With its rolls of fabric and rows of snips, needles and spools of thread, The Cotton Shop is reminiscent of a simpler time.
It was a time when people made clothes, curtains – just made more things than today. It was the time of Austrian immigrant Josef Lanz, who founded The Cotton Shop in 1959.
But now her son Heli Lanz thinks the time is over for the Redondo Beach store.
“We are pressed for time,” said Heli Lanz. “Clothes from China are cheap. There are video games, texting. It takes away the hours available to do things with your hands. ”
And so, in December, Lanz closes The Cotton Shop, which has survived three moves in 51 years.
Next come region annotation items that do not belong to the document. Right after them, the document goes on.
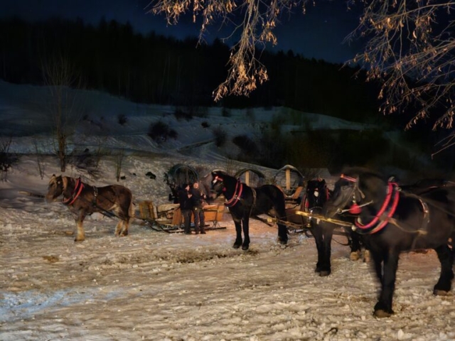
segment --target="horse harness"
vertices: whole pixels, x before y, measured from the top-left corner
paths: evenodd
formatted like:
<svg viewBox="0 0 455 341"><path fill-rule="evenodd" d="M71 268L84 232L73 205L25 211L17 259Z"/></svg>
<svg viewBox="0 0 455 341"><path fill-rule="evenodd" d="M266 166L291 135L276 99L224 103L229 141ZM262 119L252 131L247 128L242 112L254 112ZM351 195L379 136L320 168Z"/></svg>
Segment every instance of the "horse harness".
<svg viewBox="0 0 455 341"><path fill-rule="evenodd" d="M222 178L219 177L219 176L215 176L215 180L216 181L220 181L220 183L223 183L223 180ZM242 194L243 193L243 183L240 182L240 180L239 179L237 180L237 183L235 183L235 188L234 189L234 194L232 195L232 197L231 197L230 199L228 200L226 199L226 202L225 202L225 206L226 206L227 207L233 207L234 206L235 206L237 202L239 201L242 200ZM248 215L248 216L251 215L251 212L253 210L253 207L255 207L255 205L256 205L256 190L252 188L250 188L252 192L252 195L253 195L253 202L251 205L251 207L250 209L250 214ZM223 192L225 192L226 191L226 188L223 186Z"/></svg>
<svg viewBox="0 0 455 341"><path fill-rule="evenodd" d="M371 200L360 205L358 205L357 200L355 199L356 190L359 193L361 197L365 197L365 195L358 188L358 179L345 175L343 174L341 175L341 178L354 183L354 186L353 187L353 191L351 193L353 195L353 205L348 210L347 210L348 211L351 213L359 214L361 211L362 207L368 206L368 205L370 205L373 202L373 200ZM379 212L368 224L363 223L361 222L360 217L358 217L355 220L355 226L353 227L353 230L355 231L360 234L373 234L382 230L387 224L390 223L393 224L397 227L400 228L405 232L417 233L418 234L426 234L427 233L427 226L429 222L429 210L428 209L428 205L425 202L424 202L420 197L416 195L410 194L410 195L412 195L417 199L422 207L424 217L422 223L422 228L417 229L417 231L407 230L401 227L399 224L398 222L393 218L393 215L395 214L397 207L398 206L400 191L401 189L400 188L397 183L389 180L387 182L387 189L385 199ZM341 212L344 211L346 210L343 210Z"/></svg>
<svg viewBox="0 0 455 341"><path fill-rule="evenodd" d="M80 177L77 178L76 180L76 184L74 186L74 189L73 190L73 193L71 193L71 196L70 197L65 198L65 195L63 195L63 199L62 202L64 205L70 206L76 201L76 199L79 197L80 193L85 188L84 183L80 180ZM92 204L94 206L97 206L97 200L98 197L98 188L95 186L92 186L93 188L93 201Z"/></svg>

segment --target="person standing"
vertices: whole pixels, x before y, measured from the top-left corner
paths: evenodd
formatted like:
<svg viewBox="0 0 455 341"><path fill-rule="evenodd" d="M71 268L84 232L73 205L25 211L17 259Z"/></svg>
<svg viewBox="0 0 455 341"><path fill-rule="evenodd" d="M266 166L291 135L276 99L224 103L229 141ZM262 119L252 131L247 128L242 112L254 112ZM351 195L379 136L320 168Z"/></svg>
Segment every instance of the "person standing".
<svg viewBox="0 0 455 341"><path fill-rule="evenodd" d="M180 210L183 217L185 234L191 234L191 214L193 212L193 195L190 190L190 185L184 183L178 191L178 202Z"/></svg>
<svg viewBox="0 0 455 341"><path fill-rule="evenodd" d="M199 232L202 234L205 234L205 220L203 210L205 195L199 188L199 183L197 181L193 184L191 194L193 195L191 201L193 202L193 214L194 215L194 229L196 234Z"/></svg>

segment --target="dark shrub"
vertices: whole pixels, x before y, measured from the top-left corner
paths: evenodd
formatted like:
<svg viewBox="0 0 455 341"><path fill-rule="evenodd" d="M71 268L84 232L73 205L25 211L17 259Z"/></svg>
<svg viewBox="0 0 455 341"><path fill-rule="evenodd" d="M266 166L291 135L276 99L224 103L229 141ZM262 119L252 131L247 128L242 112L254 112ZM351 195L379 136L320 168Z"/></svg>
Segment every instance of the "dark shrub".
<svg viewBox="0 0 455 341"><path fill-rule="evenodd" d="M120 114L118 116L117 119L119 120L119 124L120 124L121 126L123 126L125 123L127 123L127 121L128 121L128 119L127 119L127 117L124 114Z"/></svg>
<svg viewBox="0 0 455 341"><path fill-rule="evenodd" d="M178 121L181 119L186 119L186 121L193 119L193 114L191 112L185 112L181 109L177 109L173 114Z"/></svg>
<svg viewBox="0 0 455 341"><path fill-rule="evenodd" d="M177 131L170 129L168 124L161 121L150 124L148 135L153 141L159 144L164 142L168 138L177 139Z"/></svg>
<svg viewBox="0 0 455 341"><path fill-rule="evenodd" d="M220 126L215 128L212 131L215 136L215 145L217 147L220 147L226 143L228 134Z"/></svg>

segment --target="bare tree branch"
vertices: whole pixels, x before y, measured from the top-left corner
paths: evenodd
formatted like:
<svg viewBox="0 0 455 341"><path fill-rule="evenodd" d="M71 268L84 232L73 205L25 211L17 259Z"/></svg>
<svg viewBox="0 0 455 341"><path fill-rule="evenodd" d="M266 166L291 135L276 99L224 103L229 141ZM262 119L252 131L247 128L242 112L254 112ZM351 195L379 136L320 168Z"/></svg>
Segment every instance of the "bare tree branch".
<svg viewBox="0 0 455 341"><path fill-rule="evenodd" d="M355 0L354 0L355 1ZM380 111L411 112L410 128L439 115L433 125L453 125L455 85L455 1L360 0L360 24L346 40L366 38L365 50L350 63L379 80Z"/></svg>
<svg viewBox="0 0 455 341"><path fill-rule="evenodd" d="M257 59L257 48L264 49L266 43L277 44L273 30L279 16L284 11L305 4L308 0L154 0L147 7L148 13L164 14L168 24L176 24L182 15L193 13L193 20L202 18L199 41L204 40L208 26L217 20L233 26L232 33L240 33L238 41L231 48L228 61L230 65L226 80L213 92L215 101L227 94L247 96L268 80L264 66Z"/></svg>

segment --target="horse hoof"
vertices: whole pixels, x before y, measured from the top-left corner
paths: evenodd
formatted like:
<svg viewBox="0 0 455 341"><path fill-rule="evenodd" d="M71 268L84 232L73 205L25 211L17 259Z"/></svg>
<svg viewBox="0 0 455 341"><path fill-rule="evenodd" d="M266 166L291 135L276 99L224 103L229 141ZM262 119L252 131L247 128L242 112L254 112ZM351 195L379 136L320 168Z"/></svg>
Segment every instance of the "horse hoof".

The soft-spoken Heli Lanz, 58, a trained economist who turns away from attention. His father’s name is a sartorial pedigree, living in Lanz de Salzburg, a classic European-style (think “Sound of Music”) couturier he founded in his native Austria.
But with Josef ill in 1975, Lanz was on a break from his graduate studies and took over the business, which was then at its second location in Hermosa Beach. Her father died a year later.
At 23, Heli Lanz started her father’s trade and now told the facts about the fabric with mastery. Lanz moved the store to its current Redondo Beach location on Artesia Boulevard in 1991. His business acumen has also made The Cotton Shop buzz like a Singer sewing machine far beyond the point where most specialty fabric stores hang out. are made in changing times.
He attributed the decision to close the store to a confluence of events, both societal and economic.
“I turned 35,” Lanz explained in a back room. “My lease is over. We had our worst September since 1986. That was enough for me.
The activity is still profitable, admitted Lanz, but with finer margins.
“I want to make a decision when I can on my own terms – not when I’m forced,” he said.
With the exception of businesses closing and 30% discount signs, on a recent visit it was hard to tell The Cotton Shop was closing.
The parking lot was full. The shelves were stocked. Snips torn off, cutting yards of fabric. Customers ran their fingers along a soft cloth as employees haunted the aisles for customer groceries.
“There is nothing quite like this,” said Laura Geisel of Redondo Beach, during one of her monthly visits.
She held up a small package under the fluorescent light shining on the ceiling.
“I’m buying this thimble. It’s $ 1.49 here, ”Geisel said, noting that the same steel thimble at a nearby chain store could cost a dollar more.
“Just because it’s a big store,” she added, “doesn’t mean it’s a good price. ”
Geisel and others who have gone to The Cotton Shop for their large sample of top brand fabrics are unsure of where they will go after the South Bay institution closes.
“It’s just a department store, one of the very few iconic fabric stores that remain,” said Marna Smeltzer, president and CEO of the Redondo Beach Chamber of Commerce and Visitors Bureau.
Smeltzer remembers living in Hermosa Beach in the 1970s and visiting The Cotton Shop at the time.
“You go in there and you want to touch everything and feel it,” she said. “We are losing a bit of history. ”
As the days pass in the life of The Cotton Shop, Lanz is not sure exactly when he will close the store. At the end of December, he said.
He is enigmatic about his plans thereafter. He can do something involving the economy. He will definitely travel.
“It was a great race,” said Lanz. “We have an excellent clientele. Hope they can find another source and keep doing what they love.